Secondly, I did some research about recipes that use "A LOT" of baking powder. And what did I find? A bunch of recipes for "Baking powder biscuits". SAY WHAT? And now, let's be honest, North Americans are notorious for wrongly making biscuits and then calling them scones. After after living in the UK, I just need to make one thing clear: Scones and biscuits are not the same thing! But that's a story for another day.
So after much disappointment, I looked back at my trusted scone recipe and asked myself: why I hadn't simply adapted it to make a lemon cranberry scone version? I blame being lazy and wanting someone else to tell me how much lemon zest and cranberries I needed - pitiful.
Let's hope next time my baker's instinct kicks-in, I'll listen to the little voice and save myself the disappointment and wasted ingredients.

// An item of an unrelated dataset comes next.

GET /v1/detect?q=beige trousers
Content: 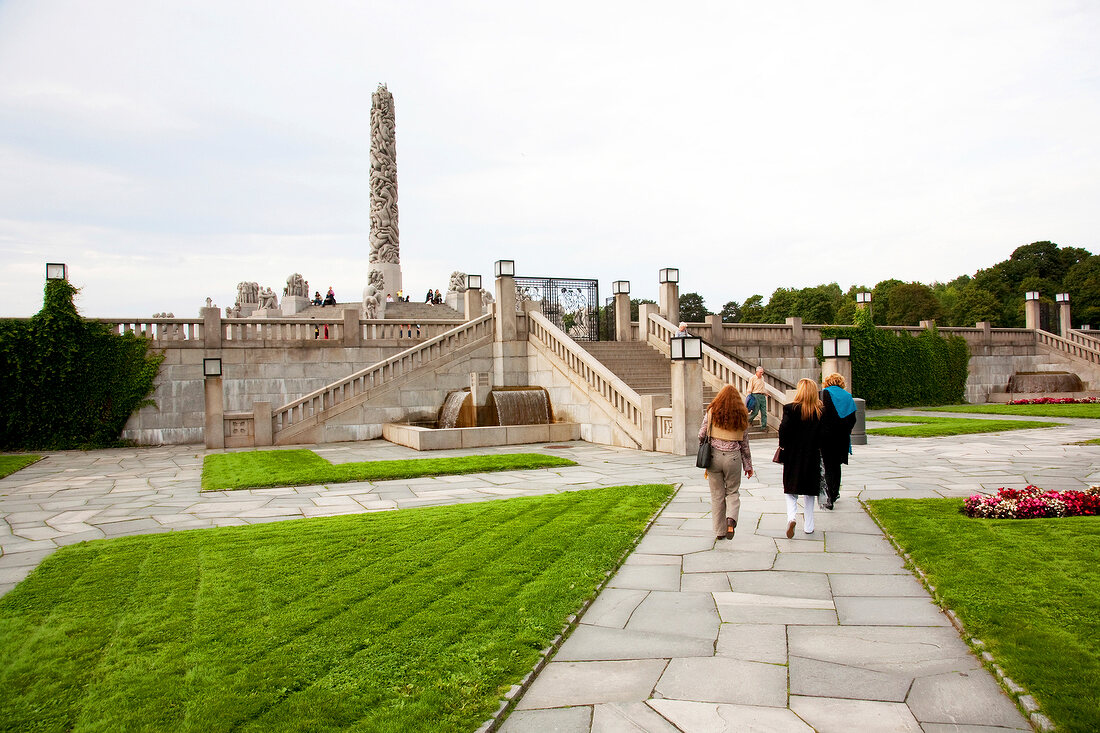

Anyways, now I am saving you the trouble I went through by sharing my recipe for lemon cranberry scones. I hope you'll enjoy and while you're at it, don't hesitate to share your own baking horror stories in the comments below.
Lemon Cranberry Scones
340g all purpose flour
1 1/2 tsp baking powder
1/2 tsp baking soda
1/2 tsp salt
3 tbsp sugar
135g butter, cold and cut into cubes
1/2 cup of milk
1 tbsp lemon juice
1 tbsp lemon zest
1/2 - 3/4 cup fresh or frozen cranberries
1 egg, beaten
1 tbsp milk
a few tablespoons of granulated sugar
For the glaze (optional):
1 tsp lemon zest
1/2 cup icing sugar
a few tablespoons of water
Preheat oven to 375F.
Add the lemon juice to the 1/2 cup of milk and let stand while you prepare the other ingredients.
In the bowl of your stand mixer fitted with the paddle attachment, combine flour, baking powder, baking soda, salt and sugar.
With the mixer on low, slowly add in your cubes of cold butter. Be careful as the butter might cause the mix to "splash" out of your bowl. Once all your butter has been added, you should end up with a rough crumbly mix with a few larger bits of butter throughout. Feel free to get your hands in there and rub the flour mixture into the butter until the larger lumps are gone. Alternately, you can use a pastry blender for this step.
Add your lemon zest and mix briefly.
With your mixer on low, slowly add in the milk to the flour and butter mixture until the dough comes together. Don't over mix, it should still be somewhat crumbly. Scrape down the sides of the bowl as needed.
Add in the cranberries and mix for a few second more until the berries are loosely incorporated into the mix.
Dump the dough out onto a lightly floured surface and gently bring together to ensure you spread the cranberries throughout and that the dough comes together.
Shape your dough until you obtain a flat disc, about 4-5 cm thick. At this point you have 2 options: 1) you can cut the dough into 8 triangular pieces or 2) use a cookie cutter to make round scones. *I find the cranberries get in the way when trying to make round scones so triangles are easiest.
Place your scones on a baking sheet lined with parchment paper. Space them a few cm apart from one another.
Mix your egg and 1 tbsp of milk together. Brush the scones with the egg wash. Sprinkle with some sugar if desired.
Bake for 25 to 30 minutes or until they have a nice brown coloring to them.
Let cool completely.
For the glaze: Place your icing sugar in a small bowl and whisk while gradually adding the water. You want the glaze to coat the back of a spoon but be runny enough you can drizzle across the scones. Add the lemon zest just before decorating.
I wanted these scones to pack a whole lot of lemon flavor, which is why I used a tablespoon of lemon zest in the mix. If you don't want it too tart, feel free to use less.
You'll note there's not a ton of sugar in this recipe, that's why I like it. It also means that using the glaze won't make them overly sweet.